Do you remember the old adage, “Always look before you leap”? It seems lots of people have never heard of it, or else don't understand it, or else, as with many things, believe it only applies to someone else. Its an adage that has significance for me, as I've set out in the past.
When I was younger, I was a bit of a daredevil. At the youth club, I used to do head first forward rolls off three stacked tables on to a single table. But, I was always confident of being able to do it safely, because, from the age of six, I had trained in judo, and learned how to fall safely, including doing such forward rolls from having been thrown over someone's shoulder. So, safe in that confidence, I was able to just get on with it. I had looked before I leapt.
But, I have also previously described another situation where that was not the case. On my next to last day at school, I was playing for the school rugby team against an old rival school, who we had never beaten, and in the closing minutes of the game, I collected the ball, and ran towards their touch line, head down, knowing there was only one defender in my path. Seconds later, seeing the line, I instinctively dived, only, as I then looked up, to realise that I was diving across the 5 yard line, not their touch line. I had failed to look before I leapt. We never did win against them.
Twenty years ago, banks across the globe, seeing asset prices rising rapidly, and seemingly incessantly, thought that they could not resist jumping on to that bandwagon. They lent more and more money to borrowers, so that where previously they would only give mortgages up to 2.5 times household income, they began to give mortgages of up to six, seven and even ten times income. When that was not enough to be able to compete with other banks and building societies, they began to even give sizeable cash backs to people who switched their mortgages from elsewhere, and began to not even bother asking people to verify the household incomes they were claiming to have. In the US, it meant that banks and other mortgage lenders began to lend large amounts of money to people who had no identifiable sources of income, the so called NINJA mortgages.
That was the start of the subprime mortgage crisis in the US. Other financial institutions then began to buy up packages of these subprime mortgages, in what were called mortgage backed securities, without any knowledge of the viability of the actual mortgages that constituted these packages. They were leaping into such activity without having looked at what they were leaping into, how high they were leaping from, or what lay beneath them. They only thought about how much money they were going to make, and without any concern for any possible downside. “What the hell”, they thought about any risk, “Let's just get on with it”. By 2007, as that leap brought them crashing down towards their destination, they saw, too late, just how dangerous that leap had been.

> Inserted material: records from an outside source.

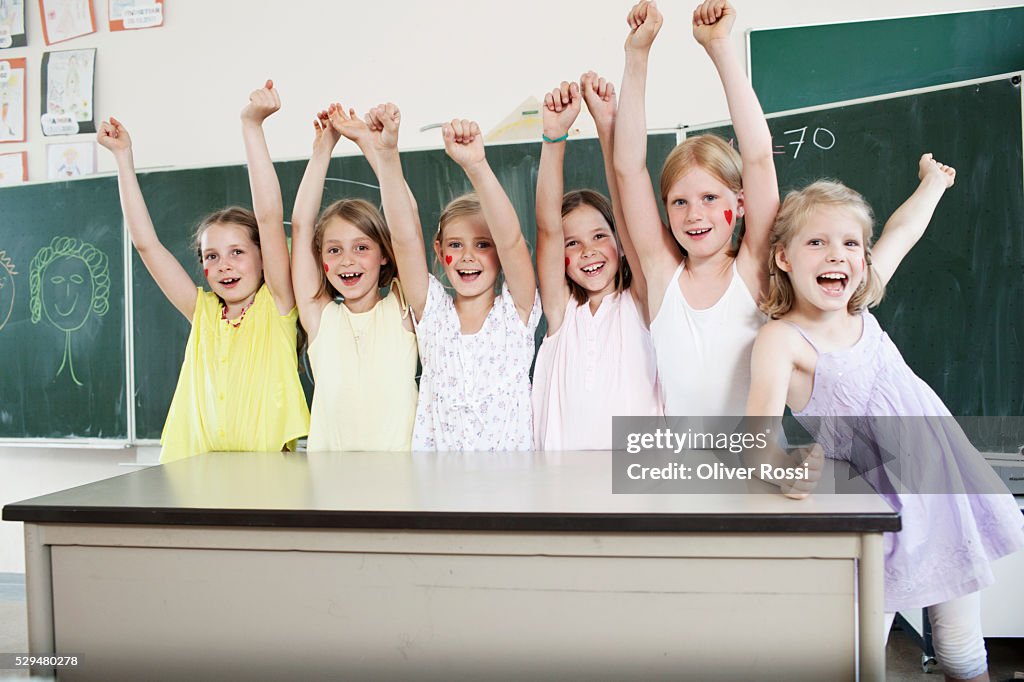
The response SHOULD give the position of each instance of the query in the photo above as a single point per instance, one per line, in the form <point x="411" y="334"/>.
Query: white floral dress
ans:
<point x="474" y="393"/>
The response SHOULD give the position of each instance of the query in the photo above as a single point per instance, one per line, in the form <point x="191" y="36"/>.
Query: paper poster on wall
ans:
<point x="131" y="14"/>
<point x="68" y="160"/>
<point x="11" y="24"/>
<point x="11" y="100"/>
<point x="69" y="78"/>
<point x="64" y="19"/>
<point x="13" y="168"/>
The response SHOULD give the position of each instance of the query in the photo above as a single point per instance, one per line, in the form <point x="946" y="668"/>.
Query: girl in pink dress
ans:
<point x="597" y="359"/>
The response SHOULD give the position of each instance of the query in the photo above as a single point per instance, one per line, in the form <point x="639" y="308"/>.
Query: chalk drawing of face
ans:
<point x="67" y="293"/>
<point x="7" y="273"/>
<point x="69" y="282"/>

As the US sub-prime crisis began to unfold, it led to a global credit crunch. UK banks like Northern Rock, no longer bothering to attract savers, as they offered next to nothing to them as savings rates, still decided to leap into this environment by offering 125% mortgages to borrowers, in the expectation that nothing could possibly go wrong, and as house prices continued to rise, they would always get their money back. Until, of course, they didn't, and as the credit crunch unfolded, Northern Rock could not borrow to finance its lending, and as house prices dropped suddenly by 20%, the thought struck them that they might not get back the money they had lent to borrowers to buy vastly overpriced houses either. When the remaining savers they had decided to get their money out, while they could, it started the kind of bank run not seen for more than a century, and the bank's fate was sealed, with it going bust within weeks.

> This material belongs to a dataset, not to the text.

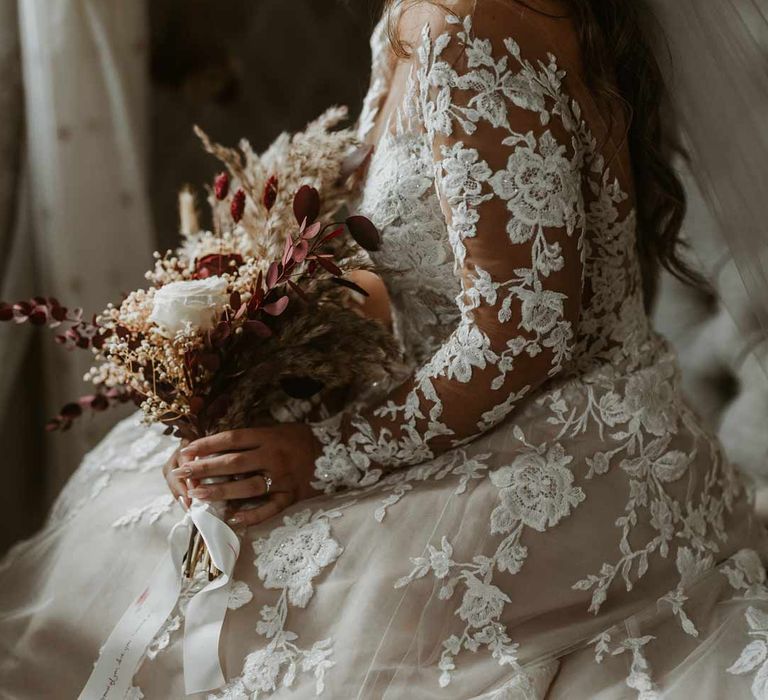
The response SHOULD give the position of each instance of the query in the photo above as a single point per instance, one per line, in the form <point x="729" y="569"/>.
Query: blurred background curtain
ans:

Of course, it was not that surprising that banks like Northern Rock engaged in such reckless activity, because for the previous thirty years, governments and central banks had encouraged the idea that wealth could be generated simply out of thin air by perpetually inflating asset prices such as for houses, shares, and bonds, and whenever reality imposed on that, with repeated asset price crashes, the state and central bank had intervened to reflate them. Indeed, after the financial system came to the brink of collapse in 2008, as that process of reckless lending, collateralised on astronomically inflated asset prices, came face to face with reality, governments and central banks did so again. The banks' share and bondholders were bailed out with taxpayers money, oceans of liquidity was printed, as part of QE, so that central banks could buy up bonds, to push up their prices, which then also pushes up the prices of shares and property once more. They did so, whilst imposing austerity on economies, both to divert taxes to bailing out the rich, and so as to keep interest rates down, to the same end.
In the same way, homebuyers had been encouraged to jump in head first, on the basis of a delusion that house prices can only ever go up, and that if they fall someone will bail them out too. It's like the situation I have described, in the past, in relation to builders building houses in flood plains, and people being daft enough to buy them, without considering the risk of doing so, because they have come to believe that nothing can ever go wrong, and if it does, someone will bail them out for their failure to do any basic consideration of risks before making important decisions. The same is true about all those people who bought leasehold properties rather than freehold properties, and now want someone to bail them out for that decision.
In a society that has inflated paper wealth based upon speculation, and the need for that speculation to become ever more reckless, it was necessary to create an environment in which people would take these reckless decisions, to fail to look before they leapt, in order that they would keep making ever more reckless decisions, in the mistaken belief that there would only ever be an upside, and that someone would always be there to bail them out when things went wrong. Of course, as 2008 showed, the more that continues the more dramatic things are when they do go wrong, and the harder it becomes to find someone who can do the bailing out.
To go back to another personal experience, in 2010, we'd decided to move to Spain. I'd decided to sell our house, thereby burning our boats, before buying a Spanish house. Its probably the single worst decision I have ever made. It was a case of not looking before I leapt, and contrasts with my usual strategic guidelines of never moving from a more secure position to a less secure position. As I described, at the time, having had an accident on the way to our destination, we were left homeless, having sold our existing house, for more than a month, which gave greater depth to my sympathy, as a socialist, for the homeless. I had made the mistake of not considering the potential risks, of not looking before I leapt, in the desire to just get on with moving.
So, when I hear people responding to Brexit with the comment “Just get on with it”, it fills me with foreboding. It's clear that 90% of the people who make that comment have absolutely no idea what it is they are asking the government to “Get on with”! Not surprisingly, because the government itself has no idea what it is that it should get on with, and Labour, in trying to be all things to all men, rather than standing proudly on a clear principled position only adds to that confusion. It's not surprising that people talk about Just Getting On With It, to make a huge, reckless leap in the dark, even though they have no idea, how far the drop is, what rocks, reefs or shark infested waters lie beneath, because for decades they have been brainwashed into the idea that they can take such reckless leaps, confident in the belief that someone else will bail them out.
The trouble is with Brexit, there is no one who is going to bail out Britain for its reckless, and damaging leap into the abyss. It will be millions of ordinary British workers who will be dashed upon the rocks of Brexit, and left picking up the pieces for decades to come.